In de extra beveiligde rechtszaal op Schiphol begint het gerechtshof Amsterdam maandag aan het hoger beroep rond de geruchtmakende martelcontainer in Wouwse Plantage. Acht verdachten staan terecht.
Hoofdverdachte is de 51-jarige Roger P., alias Piet Costa. Onder zijn regie zou in Wouwse Plantage (West-Brabant) een cellencomplex van zes zeecontainers zijn gebouwd. Een zevende container was ingericht als martelkamer, voorzien van onder meer een oude tandartsstoel waarop slachtoffers konden worden vastgebonden. In het complex werd een waar arsenaal aan martelgereedschappen gevonden.
In een loods in Rotterdam had de vermoedelijke bende een paar snelle auto's gestald, die zouden worden gebruikt voor ontvoeringen. Ook zijn er wapens en politie-uniformen gevonden.
Het geheel zou zijn bedoeld om criminele rivalen of vijanden te ontvoeren, gevangen te zetten en te martelen. De internationale cocaïnehandel zou het decor hebben gevormd van de even bizarre als griezelige criminele onderneming.

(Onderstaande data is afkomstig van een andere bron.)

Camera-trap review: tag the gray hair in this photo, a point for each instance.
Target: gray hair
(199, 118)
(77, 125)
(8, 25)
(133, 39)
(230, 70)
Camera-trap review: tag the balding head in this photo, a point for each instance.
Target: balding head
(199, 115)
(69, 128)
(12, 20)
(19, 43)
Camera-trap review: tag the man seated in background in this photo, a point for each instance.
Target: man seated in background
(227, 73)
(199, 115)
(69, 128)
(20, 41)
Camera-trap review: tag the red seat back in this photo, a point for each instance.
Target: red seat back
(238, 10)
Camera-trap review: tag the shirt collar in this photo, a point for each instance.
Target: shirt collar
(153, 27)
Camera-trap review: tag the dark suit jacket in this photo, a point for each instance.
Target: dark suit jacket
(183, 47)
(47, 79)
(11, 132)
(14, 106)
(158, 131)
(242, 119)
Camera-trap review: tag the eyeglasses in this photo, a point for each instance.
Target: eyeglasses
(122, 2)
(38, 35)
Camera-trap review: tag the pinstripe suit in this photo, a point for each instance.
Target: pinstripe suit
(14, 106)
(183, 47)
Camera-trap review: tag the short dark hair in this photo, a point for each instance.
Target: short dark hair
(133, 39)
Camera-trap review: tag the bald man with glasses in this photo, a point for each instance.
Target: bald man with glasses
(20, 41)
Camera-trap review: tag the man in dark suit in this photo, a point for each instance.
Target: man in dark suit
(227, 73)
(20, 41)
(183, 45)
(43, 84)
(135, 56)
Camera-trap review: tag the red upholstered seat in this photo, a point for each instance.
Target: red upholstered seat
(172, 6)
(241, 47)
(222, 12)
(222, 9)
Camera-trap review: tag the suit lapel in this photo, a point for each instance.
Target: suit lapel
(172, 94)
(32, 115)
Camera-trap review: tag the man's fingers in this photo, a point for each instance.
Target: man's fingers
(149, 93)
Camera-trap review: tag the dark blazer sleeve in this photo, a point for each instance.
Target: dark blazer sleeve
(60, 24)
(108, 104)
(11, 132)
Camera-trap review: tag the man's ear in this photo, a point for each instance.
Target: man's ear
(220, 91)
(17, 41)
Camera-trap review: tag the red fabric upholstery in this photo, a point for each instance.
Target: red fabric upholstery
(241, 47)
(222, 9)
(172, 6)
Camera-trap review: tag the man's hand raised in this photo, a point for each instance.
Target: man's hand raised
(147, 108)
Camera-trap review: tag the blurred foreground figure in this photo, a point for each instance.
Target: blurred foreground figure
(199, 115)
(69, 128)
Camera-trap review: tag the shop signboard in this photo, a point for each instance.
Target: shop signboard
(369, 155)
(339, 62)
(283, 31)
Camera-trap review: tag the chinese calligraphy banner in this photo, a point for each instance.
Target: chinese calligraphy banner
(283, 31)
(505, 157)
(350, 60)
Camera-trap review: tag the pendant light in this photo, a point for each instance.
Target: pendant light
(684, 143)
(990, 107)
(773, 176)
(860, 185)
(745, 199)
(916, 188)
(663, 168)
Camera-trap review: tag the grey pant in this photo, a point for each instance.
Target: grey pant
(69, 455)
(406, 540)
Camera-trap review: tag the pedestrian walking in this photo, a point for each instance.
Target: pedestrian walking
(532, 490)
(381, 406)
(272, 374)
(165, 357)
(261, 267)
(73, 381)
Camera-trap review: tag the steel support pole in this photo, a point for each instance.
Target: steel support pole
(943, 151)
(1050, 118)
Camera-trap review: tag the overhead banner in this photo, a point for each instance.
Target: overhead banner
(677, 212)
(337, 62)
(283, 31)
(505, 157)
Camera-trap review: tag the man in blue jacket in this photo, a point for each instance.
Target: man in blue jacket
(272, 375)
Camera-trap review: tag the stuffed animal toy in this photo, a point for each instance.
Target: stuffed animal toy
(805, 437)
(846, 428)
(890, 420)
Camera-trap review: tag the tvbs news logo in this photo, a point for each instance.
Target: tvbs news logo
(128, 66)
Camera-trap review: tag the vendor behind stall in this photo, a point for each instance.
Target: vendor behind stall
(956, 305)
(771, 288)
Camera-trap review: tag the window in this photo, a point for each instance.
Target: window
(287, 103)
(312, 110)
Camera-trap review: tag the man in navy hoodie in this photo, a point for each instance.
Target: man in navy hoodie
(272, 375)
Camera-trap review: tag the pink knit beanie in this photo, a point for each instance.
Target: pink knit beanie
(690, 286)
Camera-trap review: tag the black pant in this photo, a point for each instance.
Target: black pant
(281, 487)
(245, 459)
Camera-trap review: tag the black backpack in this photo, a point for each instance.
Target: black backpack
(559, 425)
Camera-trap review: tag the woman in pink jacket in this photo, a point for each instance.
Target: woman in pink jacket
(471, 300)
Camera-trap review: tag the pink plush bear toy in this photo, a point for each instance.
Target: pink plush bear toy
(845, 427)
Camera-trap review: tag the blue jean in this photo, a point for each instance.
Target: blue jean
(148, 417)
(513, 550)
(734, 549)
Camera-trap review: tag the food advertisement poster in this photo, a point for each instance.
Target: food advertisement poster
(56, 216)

Het project kwam aan het licht dankzij de justitiële hack van cryptoservice Encrochat. Deze onderschepte berichten vormen een belangrijk deel van het bewijs. Door de hack kon de politie de gangen van de verdachten geruime tijd volgen. Op 22 juni 2020 greep zij in, toen de verdachten volgens het Openbaar Ministerie op het punt stonden een eerste slachtoffer in hun onderwereldgevangenis te plaatsen.
De rechtbank legde de verdachten celstraffen tot negen jaar op. 'Piet Costa' kreeg 33 maanden, omdat de rechtbank destijds rekening moest houden met de vijftien jaar cel die hij kort daarvoor voor een grote drugszaak opgelegd had gekregen.
Het hof heeft minimaal zes dagen uitgetrokken voor de zaak.